And so it was that on the afternoon of June 21 I stood by the edge of the forest at Compiègne to observe the latest and greatest of Hitler’s triumphs, of which, in the course of my work, I had seen so many over the last turbulent years. It was one of the loveliest summer days I ever remember in France. A warm June sun beat down on the stately trees—elms, oaks, cypresses and pines—casting pleasant shadows on the woode
d avenues leading to the little circular clearing. At 3:15 P.M. precisely, Hitler arrived in his big Mercedes, accompanied by Goering, Brauchitsch, Keitel, Raeder, Ribbentrop and Hess, all in their various uniforms, and Goering, the lone Field Marshal of the Reich, fiddling with his field marshal’s baton. They alighted from their automobiles some two hundred yards away, in front of the Alsace-Lorraine statue, which was draped with German war flags so that the Fuehrer could not see (though I remembered from previous visits in happier days) the large sword, the sword of the victorious Allies of 1918, sticking through a limp eagle representing the German Empire of the Hohenzollerns. Hitler glanced at the monument and strode on.
I observed his face [I wrote in my diary]. It was grave, solemn, yet brimming with revenge. There was also in it, as in his springy step, a note of the triumphant conqueror, the defier of the world. There was something else … a sort of scornful, inner joy at being present at this great reversal of fate—a reversal he himself had wrought.
When he reached the little opening in the forest and his personal standard had been run up in the center of it, his attention was attracted by a great granite block which stood some three feet above the ground.
Hitler, followed by the others, walks slowly over to it [I am quoting my diary], steps up, and reads the inscription engraved (in French) in great high letters:
“HERE ON THE ELEVENTH OF NOVEMBER 1918 SUCCUMBED THE CRIMINAL PRIDE OF THE GERMAN EMPIRE—VANQUISHED BY THE FREE PEOPLES WHICH IT TRIED TO ENSLAVE.”
Hitler reads it and Goering reads it. They all read it, standing there in the June sun and the silence. I look for the expression in Hitler’s face. I am but fifty yards from him and see him through my glasses as though he were directly in front of me. I have seen that face many times at the great moments of his life. But today! It is afire with scorn, anger, hate, revenge, triumph.

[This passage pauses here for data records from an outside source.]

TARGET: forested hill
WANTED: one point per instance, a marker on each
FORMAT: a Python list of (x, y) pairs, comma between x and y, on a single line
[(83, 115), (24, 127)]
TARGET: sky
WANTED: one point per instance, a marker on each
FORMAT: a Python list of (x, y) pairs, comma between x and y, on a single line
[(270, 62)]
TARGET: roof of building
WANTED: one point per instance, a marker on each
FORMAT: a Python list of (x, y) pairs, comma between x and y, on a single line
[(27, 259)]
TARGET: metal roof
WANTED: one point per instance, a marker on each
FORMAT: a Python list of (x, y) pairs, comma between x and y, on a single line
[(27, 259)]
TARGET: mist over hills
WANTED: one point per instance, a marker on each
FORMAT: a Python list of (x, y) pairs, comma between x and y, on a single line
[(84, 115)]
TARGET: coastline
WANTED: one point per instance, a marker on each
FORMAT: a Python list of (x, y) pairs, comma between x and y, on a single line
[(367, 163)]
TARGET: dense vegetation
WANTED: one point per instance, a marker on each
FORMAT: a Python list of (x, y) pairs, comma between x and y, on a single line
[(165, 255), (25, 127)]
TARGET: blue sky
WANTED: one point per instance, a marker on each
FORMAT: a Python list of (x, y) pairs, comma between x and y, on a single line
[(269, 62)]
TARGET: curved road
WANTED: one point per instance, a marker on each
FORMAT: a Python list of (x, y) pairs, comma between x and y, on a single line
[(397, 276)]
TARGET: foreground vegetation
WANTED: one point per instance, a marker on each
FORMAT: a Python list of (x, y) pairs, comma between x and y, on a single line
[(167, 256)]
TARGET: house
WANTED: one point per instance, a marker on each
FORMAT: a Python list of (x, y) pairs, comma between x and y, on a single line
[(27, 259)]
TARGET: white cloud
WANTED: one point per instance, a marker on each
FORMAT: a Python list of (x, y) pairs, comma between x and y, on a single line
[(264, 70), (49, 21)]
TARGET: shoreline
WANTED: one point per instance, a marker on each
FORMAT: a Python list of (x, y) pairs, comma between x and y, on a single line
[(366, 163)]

He steps off the monument and contrives to make even this gesture a master-piece of contempt. He glances back at it, contemptuous, angry—angry, you almost feel, because he cannot wipe out the awful, provoking lettering with one sweep of his high Prussian boot.* He glances slowly around the clearing, and now, as his eyes meet ours, you grasp the depth of his hatred. But there is triumph there too—revengeful, triumphant hate. Suddenly, as though his face were not giving quite complete expression to his feelings, he throws his whole body into harmony with his mood. He swiftly snaps his hands on his hips, arches his shoulders, plants his feet wide apart. It is a magnificent gesture of defiance, of burning contempt for this place now and all that it has stood for in the twenty-two years since it witnessed the humbling of the German Empire.
Hitler and his party then entered the armistice railway car, the Fuehrer seating himself in the chair occupied by Foch in 1918. Five minutes later the French delegation arrived, headed by General Charles Huntziger, commander of the Second Army at Sedan, and made up of an admiral, an Air Force general and one civilian, Léon Noël, the former ambassador to Poland, who was now witnessing his second debacle wrought by German arms. They looked shattered, but retained a tragic dignity. They had not been told that they would be led to this proud French shrine to undergo such a humiliation, and the shock was no doubt just what Hitler had calculated. As Halder wrote in his diary that evening after being given an eyewitness account by Brauchitsch:
The French had no warning that they would be handed the terms at the very site of the negotiations in 1918. They were apparently shaken by this arrangement and at first inclined to be sullen.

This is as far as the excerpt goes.